See also Figures S4 and S5.

Figure S5.

Detected Modified Sites in Viral RNAs, Related to Figure 5

A, Ionic current levels near the genomic position 27,947 in viral S RNA (green lines) and IVT control RNA (black lines). B, Ionic current levels for the identical region in the viral ORF8 RNA (orange lines) and IVT control RNA (black lines). C, Kernel density plots for signal distributions at the position 27,947 in the different RNAs.
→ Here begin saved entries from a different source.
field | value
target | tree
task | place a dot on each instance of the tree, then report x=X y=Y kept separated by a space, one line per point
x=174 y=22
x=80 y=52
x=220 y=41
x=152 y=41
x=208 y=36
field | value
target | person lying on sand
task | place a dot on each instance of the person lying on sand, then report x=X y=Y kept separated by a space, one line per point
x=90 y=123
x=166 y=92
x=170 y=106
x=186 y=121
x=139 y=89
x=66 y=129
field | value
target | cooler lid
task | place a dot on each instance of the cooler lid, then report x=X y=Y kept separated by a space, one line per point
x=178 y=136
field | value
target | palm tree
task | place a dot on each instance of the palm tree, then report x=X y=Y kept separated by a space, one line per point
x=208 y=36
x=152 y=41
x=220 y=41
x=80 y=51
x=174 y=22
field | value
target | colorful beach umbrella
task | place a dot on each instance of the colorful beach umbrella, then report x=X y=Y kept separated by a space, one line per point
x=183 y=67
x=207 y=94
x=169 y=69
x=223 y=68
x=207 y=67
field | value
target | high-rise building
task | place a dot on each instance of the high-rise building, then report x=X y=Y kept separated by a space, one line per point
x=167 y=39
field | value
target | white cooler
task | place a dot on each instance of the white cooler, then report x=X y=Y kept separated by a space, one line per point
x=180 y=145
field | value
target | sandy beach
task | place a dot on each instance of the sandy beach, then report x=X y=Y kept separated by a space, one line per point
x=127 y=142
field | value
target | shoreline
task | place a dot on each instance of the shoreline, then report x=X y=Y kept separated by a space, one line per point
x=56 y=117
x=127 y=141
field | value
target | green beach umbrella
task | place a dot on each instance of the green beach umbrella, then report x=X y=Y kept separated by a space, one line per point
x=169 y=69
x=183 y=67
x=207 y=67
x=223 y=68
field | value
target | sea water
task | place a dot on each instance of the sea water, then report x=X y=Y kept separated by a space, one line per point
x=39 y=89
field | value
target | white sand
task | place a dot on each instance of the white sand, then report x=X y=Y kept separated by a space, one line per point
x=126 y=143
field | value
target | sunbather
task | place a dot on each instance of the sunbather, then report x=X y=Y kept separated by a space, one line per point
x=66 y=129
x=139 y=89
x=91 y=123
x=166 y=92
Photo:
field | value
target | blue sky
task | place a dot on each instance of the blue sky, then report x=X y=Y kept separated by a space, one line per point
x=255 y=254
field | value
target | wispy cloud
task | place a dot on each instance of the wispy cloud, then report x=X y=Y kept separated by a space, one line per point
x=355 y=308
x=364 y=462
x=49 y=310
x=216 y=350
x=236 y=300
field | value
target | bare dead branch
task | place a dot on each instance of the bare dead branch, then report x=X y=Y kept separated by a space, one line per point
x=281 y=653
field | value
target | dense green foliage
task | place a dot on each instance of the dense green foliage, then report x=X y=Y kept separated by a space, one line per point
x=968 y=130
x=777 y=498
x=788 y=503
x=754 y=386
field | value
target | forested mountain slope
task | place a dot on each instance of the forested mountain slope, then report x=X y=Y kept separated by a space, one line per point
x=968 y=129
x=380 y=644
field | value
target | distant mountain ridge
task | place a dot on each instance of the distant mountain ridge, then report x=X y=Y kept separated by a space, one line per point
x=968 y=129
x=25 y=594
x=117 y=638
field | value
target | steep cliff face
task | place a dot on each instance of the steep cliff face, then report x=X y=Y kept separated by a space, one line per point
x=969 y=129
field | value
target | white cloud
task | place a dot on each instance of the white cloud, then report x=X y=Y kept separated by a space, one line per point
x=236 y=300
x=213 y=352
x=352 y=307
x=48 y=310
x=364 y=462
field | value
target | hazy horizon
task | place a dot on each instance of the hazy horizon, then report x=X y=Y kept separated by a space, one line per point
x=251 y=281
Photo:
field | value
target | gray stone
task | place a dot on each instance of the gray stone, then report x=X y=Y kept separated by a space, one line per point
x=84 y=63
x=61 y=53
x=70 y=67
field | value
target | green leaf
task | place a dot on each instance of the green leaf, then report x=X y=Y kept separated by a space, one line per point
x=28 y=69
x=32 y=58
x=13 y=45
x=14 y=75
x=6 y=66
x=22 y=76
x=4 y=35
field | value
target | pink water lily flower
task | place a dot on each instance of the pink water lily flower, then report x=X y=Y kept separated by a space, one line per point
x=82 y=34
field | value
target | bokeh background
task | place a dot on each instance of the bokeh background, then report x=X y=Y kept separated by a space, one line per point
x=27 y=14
The blue line shows the standard model used for modification detections without controls (“alternative base detection” and “de novo” modes) in Tombo.

Among the 41 potential modification sites, the most frequently observed motif is AAGAA (Figures 6A and 6B). The modification sites on the “AAGAA-like” motif (including AAGAA and other A/G-rich sequences) are found throughout the viral genome but particularly enriched in genomic positions 28,500–29,500 (Figure 6C). Long viral transcripts (gRNA, S, 3a, E, and M) are more frequently modified than shorter RNAs (6, 7a, 7b, 8, and N) (Figure 6D), suggesting a modification mechanism that is specific for certain RNA species.

Figure 6.

Detected RNA Modifications Are Differentially Regulated

(A) Position-specific base frequency of a motif enriched in the frequently modified sites.

(B) Sequence alignment of the detected modification sites with “AAGAA”-like motif. Base positions on the left hand side correspond to the genomic coordinates denoted with red arrowhead.

(C) Genomic location of modification sites with the AAGAA-like motif (top row) and the others grouped by the detected nucleotide base.

(D) Location and modification levels in different RNA species.

(E) Kernel density plots showing poly(A) length distribution of gRNA (left) and S RNA (right). Modified viral RNAs carry shorter poly(A) tails.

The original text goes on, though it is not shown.